Florence Pierce, Beginnings (2003)
The time is the mid-1930s. A beautiful girl from a sheltered East Coast background makes her way west. She is only seventeen years old, but already she has the determination and courage required to make a journey that in those days was far from effortless. She arrives in Taos, New Mexico, a village with unpaved streets, few amenities, and a population comprised of Indians, descendants of Spanish colonists and a few recently arrived Anglos. Her artist's eye sees grace and beauty in the clear light, the adobe architecture, the rugged mountains and the faces and artifacts of the people. Florence Miller is determined that Taos is where she will learn to paint.
This may seem like the perfect start to a romance novel, but in fact it is the beginning of the story of a remarkable woman and her career as an artist. Born in 1918 in Washington, D.C., Florence Miller was raised there, daughter of the owners of a large private school. After her initial summer of painting in New Mexico, she returned home briefly but was back in Taos at the age of 19, arriving in the midst of a snowstorm. There she studied at the Bisttram School of Fine Art and became one of only two women members of the Taos Transcendental Painting Group.

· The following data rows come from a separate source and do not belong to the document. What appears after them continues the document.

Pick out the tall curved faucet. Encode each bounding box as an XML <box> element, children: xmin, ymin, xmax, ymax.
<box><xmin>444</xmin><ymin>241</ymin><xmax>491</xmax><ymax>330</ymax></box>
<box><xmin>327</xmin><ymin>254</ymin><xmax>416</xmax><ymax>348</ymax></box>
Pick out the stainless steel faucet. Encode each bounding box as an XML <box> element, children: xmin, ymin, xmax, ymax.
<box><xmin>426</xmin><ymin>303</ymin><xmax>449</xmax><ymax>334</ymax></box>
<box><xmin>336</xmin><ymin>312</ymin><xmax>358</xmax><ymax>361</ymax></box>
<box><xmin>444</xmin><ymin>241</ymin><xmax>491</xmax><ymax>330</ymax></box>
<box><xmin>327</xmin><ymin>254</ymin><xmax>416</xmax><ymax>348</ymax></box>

Taos in the late 30s was exotic and exciting. A thriving community of artists sprang up, drawn by the stunning landscape, the cultural richness of the Pueblo Indian community, and the popular romantic vision of the West. An ideal place for a young painter to begin to find her identity as a serious artist. Pierce threw herself into the process of learning the craft of painting and searching for the inspiration that would make her work her own. And although art was the main event, romance made its appearance as well, in the person of Horace Pierce, a fellow student at the Bisttram school. They were married in 1938 and pursued parallel artistic careers until his death in 1958.
Lucy Lippard, in In Touch with Light, the definitive book on Florence Miller Pierce and her work, remarked that "Light was the major player in transcendental painting, and it remained so in most of Miller's art." Pierce explored the element of light in many ways over the years, always from what she would term a spiritual perspective. In 1969 a fortuitous accident took her work in a new and exciting direction. While she was experimenting with resin, a drop fell onto a piece of tinfoil. She held it up to the light and was fascinated by the way the drop of resin captured the light. She began a long and arduous process of experimentation that culminated in the luminous resin reliefs she makes today.
Pierce pours layers of resin (mixed with pigment and/or milled fiberglass or
cabosil) onto a square of mirrored plexiglas. The resulting work of art is like a living embodiment of light. Walk from one side to the other and it may change colors or depth. Shine light on it from the front and it will, depending on the color and composition of materials she has used, reflect overall brilliant light back at the viewer or show a deep, mysterious center bordered by a narrow, electric band of intense color. The variations are infinite, but the common element in all her pieces is a love of light and beauty that has made her work truly transcendental.